Tuesday, August 14, 2012

Photo Fun

Sometimes editing is just for fun. Here is a granddaughter shot. The ball was coming at her and she was jumping to get away from it. She didn't, and I got the shot a millisecond before it hit her knee. No damage beyond a bruise, but for the photographer a very lucky shot.

The unfortunate fact was that even with a long lens and a wide aperture she was far enough away, and close to the spectators in the background that the busyness detracted from the shot. Let's see what we can do with those people back there.

My subject here is sharp so that in Photoshop Elements or Photoshop the Quick Selection Tool does really make quick work of selecting my subject. As you move the tool over the subject more and more of her is selected, if any spots are missed, more "clicking and dragging" adds the missed areas. As you drag usually areas outside your subject will be selected. In this case the space between the bat and the helmet was selected. Hold the Alt key and click areas selected by mistake and they will be removed from the selection. Keep going with the Click and the Alt Click until the subject is accurately selected.
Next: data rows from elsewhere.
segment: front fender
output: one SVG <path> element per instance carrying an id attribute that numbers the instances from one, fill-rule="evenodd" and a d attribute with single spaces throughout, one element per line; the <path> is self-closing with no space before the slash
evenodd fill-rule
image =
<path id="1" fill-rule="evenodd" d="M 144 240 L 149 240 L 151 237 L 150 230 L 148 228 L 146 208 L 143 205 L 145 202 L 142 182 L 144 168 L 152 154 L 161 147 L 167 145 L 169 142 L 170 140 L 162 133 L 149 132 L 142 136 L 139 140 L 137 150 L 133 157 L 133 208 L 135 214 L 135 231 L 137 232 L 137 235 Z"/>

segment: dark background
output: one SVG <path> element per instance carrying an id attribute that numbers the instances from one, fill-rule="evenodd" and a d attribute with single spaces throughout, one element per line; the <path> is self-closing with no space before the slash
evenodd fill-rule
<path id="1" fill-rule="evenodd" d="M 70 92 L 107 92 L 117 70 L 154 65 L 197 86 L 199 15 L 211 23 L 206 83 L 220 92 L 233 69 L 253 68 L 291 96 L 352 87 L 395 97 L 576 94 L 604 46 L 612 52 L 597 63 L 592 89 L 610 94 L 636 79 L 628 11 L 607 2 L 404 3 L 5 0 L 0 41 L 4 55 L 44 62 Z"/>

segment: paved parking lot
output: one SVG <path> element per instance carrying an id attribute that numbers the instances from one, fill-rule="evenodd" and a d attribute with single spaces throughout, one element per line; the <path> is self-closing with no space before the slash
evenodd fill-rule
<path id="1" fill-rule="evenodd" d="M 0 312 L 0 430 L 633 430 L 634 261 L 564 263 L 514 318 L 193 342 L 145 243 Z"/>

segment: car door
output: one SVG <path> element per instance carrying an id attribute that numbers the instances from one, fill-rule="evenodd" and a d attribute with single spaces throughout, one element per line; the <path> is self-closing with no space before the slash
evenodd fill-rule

My plan here is to blur the background and let my subject pop but I've selected my subject and I need to select the background. Thank heavens the program makes that very easy. Click Select>Inverse and you've now selected everything but the subject. The keyboard shortcut for this is Shift-Ctrl-I. I use keyboard shortcuts whenever possible as they speed up the editing process tremendously. Notice when you use the menus any commands that have a shortcut show it to the right of the selection. Esc to close the menu, use the shortcut, and presto, you've begun to memorize another editing speed up.

Now we have all those distracting folks selected, what do we do? We blur them. From the menus choose Filter>Blur>Gaussian Blur. There are more and more ways of blurring being added to the menu but Gaussian works very well for this job. A small window appears with a slider labeled Radius. Make sure Preview is checked and you will see the blur on your image. Sliding the Radius slider to the right increases the amount of blur and remember this is "Photo Fun" so I went pretty crazy and slid it to about 50 pixels and here's what I got.

I did crop a little off the top and bottom and made an almost square image and now look at what we have. Absolutely no question of what is our subject. We see that there is something behind her but only imagination gives us a clue as to what it might be. Notice I was careful to keep the bat and the ball in my original selection because they are very important to the composition.

Blurring a little less would have made the result a little more realistic and believable as depth of field blur but I wasn't interested it reality I wanted a little fun and I was trying to impress my granddaughter. She loved it. I succeeded.